Observation data (J2000 epoch)
- Constellation: Virgo
- Right ascension: 12^{h} 19^{m} 56.0407^{s}
- Declination: +05° 20′ 36.497″
- Redshift: 0.007942
- Heliocentric radial velocity: 2381 ± 2 km/s
- Distance: 94.72 ± 4.68 Mly (29.040 ± 1.435 Mpc)
- Group or cluster: NGC 4235 group (LGG 281)
- Apparent magnitude (V): 11.9

Characteristics
- Type: SB(s)c
- Size: ~68,900 ly (21.12 kpc) (estimated)
- Apparent size (V): 2.3′ × 1.5′

Other designations
- IRAS 12173+0537, 2MASX J12195606+0520361, UGC 7380, MCG +01-32-008, PGC 39738, CGCG 042-028

= NGC 4273 =

Galaxy in the constellation Virgo

NGC 4273 is a barred spiral galaxy in the constellation of Virgo. Its velocity with respect to the cosmic microwave background is 2727 ± 24 km/s, which corresponds to a Hubble distance of 40.23 ± 2.84 Mpc. However, 20 non-redshift measurements give a much closer distance of 29.040 ± 1.435 Mpc. It was discovered by German-British astronomer William Herschel on 17 April 1786.

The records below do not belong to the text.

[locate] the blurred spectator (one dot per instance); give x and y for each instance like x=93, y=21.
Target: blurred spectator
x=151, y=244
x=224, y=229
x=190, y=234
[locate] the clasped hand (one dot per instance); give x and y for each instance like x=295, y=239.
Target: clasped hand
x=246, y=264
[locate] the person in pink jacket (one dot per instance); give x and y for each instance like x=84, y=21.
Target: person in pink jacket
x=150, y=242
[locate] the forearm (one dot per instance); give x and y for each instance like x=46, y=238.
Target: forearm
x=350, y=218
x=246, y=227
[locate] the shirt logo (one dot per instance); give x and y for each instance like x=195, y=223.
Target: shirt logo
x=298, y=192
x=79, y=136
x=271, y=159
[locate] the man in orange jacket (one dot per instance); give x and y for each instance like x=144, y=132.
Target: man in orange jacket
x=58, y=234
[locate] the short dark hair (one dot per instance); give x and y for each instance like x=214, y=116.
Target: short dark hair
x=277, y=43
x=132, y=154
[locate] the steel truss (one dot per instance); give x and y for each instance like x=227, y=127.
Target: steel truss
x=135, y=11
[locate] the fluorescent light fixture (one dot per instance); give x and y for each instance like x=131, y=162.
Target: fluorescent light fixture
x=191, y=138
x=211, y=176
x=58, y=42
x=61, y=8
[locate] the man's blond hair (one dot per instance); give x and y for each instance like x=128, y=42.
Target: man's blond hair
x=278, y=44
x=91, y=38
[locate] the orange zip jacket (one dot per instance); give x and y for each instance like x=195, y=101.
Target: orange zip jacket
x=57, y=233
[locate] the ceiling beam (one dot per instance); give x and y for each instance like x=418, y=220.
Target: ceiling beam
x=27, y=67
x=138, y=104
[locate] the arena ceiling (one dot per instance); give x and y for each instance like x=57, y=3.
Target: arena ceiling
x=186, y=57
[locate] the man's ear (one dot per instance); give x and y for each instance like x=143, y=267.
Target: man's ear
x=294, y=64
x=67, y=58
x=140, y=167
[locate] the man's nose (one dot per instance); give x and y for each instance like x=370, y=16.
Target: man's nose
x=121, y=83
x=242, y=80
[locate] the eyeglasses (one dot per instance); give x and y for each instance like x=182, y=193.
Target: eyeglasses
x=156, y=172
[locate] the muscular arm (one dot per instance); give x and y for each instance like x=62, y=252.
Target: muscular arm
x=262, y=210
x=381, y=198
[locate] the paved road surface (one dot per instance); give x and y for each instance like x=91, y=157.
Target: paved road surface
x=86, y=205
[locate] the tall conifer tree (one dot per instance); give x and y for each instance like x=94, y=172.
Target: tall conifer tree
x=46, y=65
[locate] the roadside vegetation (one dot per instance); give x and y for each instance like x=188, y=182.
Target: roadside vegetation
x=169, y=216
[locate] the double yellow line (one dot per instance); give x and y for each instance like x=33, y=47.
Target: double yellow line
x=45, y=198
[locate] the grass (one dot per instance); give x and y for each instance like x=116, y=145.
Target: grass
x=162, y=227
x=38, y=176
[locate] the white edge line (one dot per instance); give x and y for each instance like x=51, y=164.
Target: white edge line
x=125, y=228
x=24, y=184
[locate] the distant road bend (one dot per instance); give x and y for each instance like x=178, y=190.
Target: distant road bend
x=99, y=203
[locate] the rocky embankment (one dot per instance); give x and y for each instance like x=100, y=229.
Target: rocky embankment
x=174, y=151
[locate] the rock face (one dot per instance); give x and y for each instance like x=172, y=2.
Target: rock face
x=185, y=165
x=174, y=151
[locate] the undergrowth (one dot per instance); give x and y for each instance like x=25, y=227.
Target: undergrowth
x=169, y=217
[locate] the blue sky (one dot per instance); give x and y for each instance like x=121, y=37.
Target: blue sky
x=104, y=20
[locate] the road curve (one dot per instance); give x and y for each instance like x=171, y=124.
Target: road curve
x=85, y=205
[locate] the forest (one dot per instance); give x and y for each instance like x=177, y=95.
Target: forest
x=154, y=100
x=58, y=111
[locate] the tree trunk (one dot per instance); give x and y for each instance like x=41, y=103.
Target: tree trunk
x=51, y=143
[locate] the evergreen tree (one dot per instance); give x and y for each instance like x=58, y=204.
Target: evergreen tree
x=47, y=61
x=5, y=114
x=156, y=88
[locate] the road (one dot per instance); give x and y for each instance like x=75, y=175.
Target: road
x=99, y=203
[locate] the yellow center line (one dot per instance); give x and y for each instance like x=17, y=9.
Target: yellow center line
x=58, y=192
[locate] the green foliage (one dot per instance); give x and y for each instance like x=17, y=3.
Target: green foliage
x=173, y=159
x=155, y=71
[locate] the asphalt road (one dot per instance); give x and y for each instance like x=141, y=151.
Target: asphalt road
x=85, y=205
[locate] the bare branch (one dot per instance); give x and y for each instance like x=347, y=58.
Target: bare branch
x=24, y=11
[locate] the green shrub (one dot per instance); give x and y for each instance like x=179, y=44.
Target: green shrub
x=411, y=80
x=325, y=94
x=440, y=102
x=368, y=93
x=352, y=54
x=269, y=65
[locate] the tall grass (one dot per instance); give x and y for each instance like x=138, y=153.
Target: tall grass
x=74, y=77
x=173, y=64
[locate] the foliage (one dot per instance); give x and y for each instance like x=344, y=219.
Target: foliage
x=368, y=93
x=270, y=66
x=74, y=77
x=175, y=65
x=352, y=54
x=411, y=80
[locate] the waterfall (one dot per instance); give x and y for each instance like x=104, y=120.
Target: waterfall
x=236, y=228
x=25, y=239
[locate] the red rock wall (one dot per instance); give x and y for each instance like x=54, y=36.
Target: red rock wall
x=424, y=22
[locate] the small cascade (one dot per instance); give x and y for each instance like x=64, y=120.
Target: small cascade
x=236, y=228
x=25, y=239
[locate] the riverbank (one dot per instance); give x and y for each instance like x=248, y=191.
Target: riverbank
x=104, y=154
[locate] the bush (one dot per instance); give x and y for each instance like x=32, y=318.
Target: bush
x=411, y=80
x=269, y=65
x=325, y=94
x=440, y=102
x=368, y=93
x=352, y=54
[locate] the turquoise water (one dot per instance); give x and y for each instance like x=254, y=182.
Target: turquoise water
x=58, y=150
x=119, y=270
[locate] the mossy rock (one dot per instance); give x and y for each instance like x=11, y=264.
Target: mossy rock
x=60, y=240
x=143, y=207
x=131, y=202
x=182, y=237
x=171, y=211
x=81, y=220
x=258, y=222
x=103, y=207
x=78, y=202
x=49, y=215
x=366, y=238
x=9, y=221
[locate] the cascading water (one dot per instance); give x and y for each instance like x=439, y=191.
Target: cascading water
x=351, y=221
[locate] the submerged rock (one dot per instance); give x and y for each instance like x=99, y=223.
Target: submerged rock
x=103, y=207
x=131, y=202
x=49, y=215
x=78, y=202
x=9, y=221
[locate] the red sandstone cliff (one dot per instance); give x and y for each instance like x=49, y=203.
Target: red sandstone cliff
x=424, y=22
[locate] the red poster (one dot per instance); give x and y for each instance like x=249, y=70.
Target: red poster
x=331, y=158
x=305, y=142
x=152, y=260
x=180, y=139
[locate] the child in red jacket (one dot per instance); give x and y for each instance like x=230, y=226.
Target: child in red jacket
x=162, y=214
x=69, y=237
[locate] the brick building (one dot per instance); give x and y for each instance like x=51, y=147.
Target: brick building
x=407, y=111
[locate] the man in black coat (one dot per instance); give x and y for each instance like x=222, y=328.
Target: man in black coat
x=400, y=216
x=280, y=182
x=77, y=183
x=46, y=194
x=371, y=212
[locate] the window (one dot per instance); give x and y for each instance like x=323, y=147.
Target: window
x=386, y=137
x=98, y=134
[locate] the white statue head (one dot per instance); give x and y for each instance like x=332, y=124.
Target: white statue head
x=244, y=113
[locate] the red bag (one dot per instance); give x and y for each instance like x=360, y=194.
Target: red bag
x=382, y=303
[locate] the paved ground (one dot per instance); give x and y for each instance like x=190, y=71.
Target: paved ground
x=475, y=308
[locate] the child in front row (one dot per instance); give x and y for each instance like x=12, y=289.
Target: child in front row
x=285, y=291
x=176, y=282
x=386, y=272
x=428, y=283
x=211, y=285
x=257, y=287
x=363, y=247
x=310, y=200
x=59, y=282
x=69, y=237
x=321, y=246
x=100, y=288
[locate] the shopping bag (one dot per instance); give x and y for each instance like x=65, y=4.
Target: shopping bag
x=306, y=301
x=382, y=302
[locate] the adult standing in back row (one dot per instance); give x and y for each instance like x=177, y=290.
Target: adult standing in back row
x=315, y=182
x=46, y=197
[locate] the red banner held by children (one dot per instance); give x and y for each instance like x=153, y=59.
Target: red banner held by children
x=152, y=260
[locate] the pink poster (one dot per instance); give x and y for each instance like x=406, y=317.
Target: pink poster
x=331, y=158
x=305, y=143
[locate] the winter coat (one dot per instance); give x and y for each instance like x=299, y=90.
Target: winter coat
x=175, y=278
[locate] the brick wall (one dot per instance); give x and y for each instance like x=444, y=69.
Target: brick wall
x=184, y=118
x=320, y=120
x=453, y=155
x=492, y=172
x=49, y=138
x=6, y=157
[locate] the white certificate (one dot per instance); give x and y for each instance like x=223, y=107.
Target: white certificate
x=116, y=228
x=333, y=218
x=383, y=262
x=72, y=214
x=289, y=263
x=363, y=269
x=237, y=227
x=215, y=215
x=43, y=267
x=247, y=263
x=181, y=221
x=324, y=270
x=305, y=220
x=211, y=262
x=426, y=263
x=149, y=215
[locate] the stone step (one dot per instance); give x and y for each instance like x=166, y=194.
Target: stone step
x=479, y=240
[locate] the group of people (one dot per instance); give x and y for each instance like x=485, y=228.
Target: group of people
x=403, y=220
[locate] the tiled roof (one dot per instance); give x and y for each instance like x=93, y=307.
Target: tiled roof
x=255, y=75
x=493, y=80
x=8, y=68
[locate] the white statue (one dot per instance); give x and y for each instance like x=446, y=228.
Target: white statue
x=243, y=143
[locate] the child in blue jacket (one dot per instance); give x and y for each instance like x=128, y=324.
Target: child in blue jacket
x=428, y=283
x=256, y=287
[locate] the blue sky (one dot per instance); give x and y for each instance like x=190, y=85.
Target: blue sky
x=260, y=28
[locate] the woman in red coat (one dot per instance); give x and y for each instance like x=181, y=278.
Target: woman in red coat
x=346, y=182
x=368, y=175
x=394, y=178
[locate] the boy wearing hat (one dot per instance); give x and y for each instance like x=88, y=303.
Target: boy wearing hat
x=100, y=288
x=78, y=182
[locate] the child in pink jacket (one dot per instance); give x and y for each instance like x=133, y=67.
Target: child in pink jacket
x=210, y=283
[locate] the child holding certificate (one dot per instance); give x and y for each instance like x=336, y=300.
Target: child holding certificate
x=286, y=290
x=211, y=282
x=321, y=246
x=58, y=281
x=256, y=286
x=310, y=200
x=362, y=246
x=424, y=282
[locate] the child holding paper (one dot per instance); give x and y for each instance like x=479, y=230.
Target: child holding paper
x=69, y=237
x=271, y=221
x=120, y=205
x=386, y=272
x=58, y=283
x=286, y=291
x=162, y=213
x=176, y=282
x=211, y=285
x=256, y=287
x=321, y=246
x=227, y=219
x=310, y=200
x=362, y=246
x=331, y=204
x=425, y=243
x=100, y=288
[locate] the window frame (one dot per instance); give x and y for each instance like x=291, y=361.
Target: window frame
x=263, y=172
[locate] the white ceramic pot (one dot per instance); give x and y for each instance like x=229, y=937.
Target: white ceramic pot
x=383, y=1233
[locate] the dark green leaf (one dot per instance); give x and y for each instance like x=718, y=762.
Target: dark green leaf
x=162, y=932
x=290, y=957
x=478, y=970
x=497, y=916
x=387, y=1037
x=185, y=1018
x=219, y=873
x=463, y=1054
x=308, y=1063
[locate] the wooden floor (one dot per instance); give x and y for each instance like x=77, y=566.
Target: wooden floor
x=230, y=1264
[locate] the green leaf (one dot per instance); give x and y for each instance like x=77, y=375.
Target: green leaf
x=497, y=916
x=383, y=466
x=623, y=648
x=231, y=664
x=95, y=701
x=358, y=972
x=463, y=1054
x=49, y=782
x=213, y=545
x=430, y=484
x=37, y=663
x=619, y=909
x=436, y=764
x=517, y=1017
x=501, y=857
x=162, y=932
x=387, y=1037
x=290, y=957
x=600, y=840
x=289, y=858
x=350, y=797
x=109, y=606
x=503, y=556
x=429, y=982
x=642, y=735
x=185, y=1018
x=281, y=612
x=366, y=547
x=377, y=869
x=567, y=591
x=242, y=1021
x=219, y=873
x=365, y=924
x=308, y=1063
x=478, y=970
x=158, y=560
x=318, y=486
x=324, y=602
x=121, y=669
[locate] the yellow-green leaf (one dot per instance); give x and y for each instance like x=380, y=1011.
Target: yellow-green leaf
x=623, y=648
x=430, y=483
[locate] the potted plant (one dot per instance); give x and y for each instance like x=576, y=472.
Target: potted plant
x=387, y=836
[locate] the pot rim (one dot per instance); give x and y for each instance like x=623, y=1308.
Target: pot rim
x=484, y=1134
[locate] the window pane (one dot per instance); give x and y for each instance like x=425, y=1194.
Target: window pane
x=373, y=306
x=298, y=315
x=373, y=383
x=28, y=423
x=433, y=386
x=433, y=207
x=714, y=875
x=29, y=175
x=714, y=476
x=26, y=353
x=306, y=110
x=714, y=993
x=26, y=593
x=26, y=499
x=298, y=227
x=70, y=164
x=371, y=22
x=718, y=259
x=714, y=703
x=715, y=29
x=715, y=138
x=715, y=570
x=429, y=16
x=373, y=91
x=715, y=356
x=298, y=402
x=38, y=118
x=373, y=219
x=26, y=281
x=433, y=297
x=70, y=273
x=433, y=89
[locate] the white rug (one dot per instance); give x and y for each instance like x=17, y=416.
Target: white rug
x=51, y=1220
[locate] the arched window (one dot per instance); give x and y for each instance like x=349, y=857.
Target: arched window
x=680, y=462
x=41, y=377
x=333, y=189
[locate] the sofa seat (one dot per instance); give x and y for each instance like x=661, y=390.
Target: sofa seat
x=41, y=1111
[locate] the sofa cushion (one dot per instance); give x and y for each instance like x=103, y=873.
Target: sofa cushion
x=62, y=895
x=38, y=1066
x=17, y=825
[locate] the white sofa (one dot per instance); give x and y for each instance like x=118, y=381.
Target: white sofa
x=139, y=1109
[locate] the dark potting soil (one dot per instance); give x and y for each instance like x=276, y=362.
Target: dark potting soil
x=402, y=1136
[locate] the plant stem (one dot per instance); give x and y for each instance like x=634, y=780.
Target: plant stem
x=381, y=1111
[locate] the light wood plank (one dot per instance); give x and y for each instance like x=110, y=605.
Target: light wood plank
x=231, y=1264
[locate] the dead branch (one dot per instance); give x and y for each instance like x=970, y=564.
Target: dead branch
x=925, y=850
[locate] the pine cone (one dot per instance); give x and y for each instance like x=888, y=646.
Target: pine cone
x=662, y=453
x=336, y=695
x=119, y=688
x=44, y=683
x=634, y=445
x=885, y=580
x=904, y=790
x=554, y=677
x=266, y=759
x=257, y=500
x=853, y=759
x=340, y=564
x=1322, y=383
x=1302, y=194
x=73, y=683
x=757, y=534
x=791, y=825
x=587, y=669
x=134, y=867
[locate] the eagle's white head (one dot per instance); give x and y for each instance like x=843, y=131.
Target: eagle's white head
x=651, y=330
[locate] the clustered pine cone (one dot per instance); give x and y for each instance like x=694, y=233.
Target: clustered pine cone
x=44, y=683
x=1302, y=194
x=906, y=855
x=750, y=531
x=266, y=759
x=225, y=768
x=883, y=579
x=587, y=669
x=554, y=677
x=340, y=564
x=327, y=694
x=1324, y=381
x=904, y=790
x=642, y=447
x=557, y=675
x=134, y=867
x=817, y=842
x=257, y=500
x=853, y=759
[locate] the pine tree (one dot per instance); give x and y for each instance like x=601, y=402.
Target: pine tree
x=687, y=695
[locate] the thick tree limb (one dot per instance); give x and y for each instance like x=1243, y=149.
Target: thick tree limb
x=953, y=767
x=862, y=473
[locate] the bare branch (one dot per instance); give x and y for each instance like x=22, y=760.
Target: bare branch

According to A.M. Garcia, NGC 4273 is a member of the NGC 4235 group (also known as LGG 281). This galaxy group contains at least 29 members, of which 18 appear in the New General Catalogue and 4 in the Index Catalogue.

== Supernovae ==
Two supernovae have been observed in NGC 4273:
- SN 1936A (Type II, mag. 14.5) was discovered by Edwin Hubble and Glenn Moore on 21 January 1936. (Note: Some sources incorrectly list the discovery date of SN 1936A as 2 January 1936.)
- SN 2008N (Type II, mag. 17.8) was discovered by Alex Filippenko, D. Winslow, and W. Li on 17 January 2008.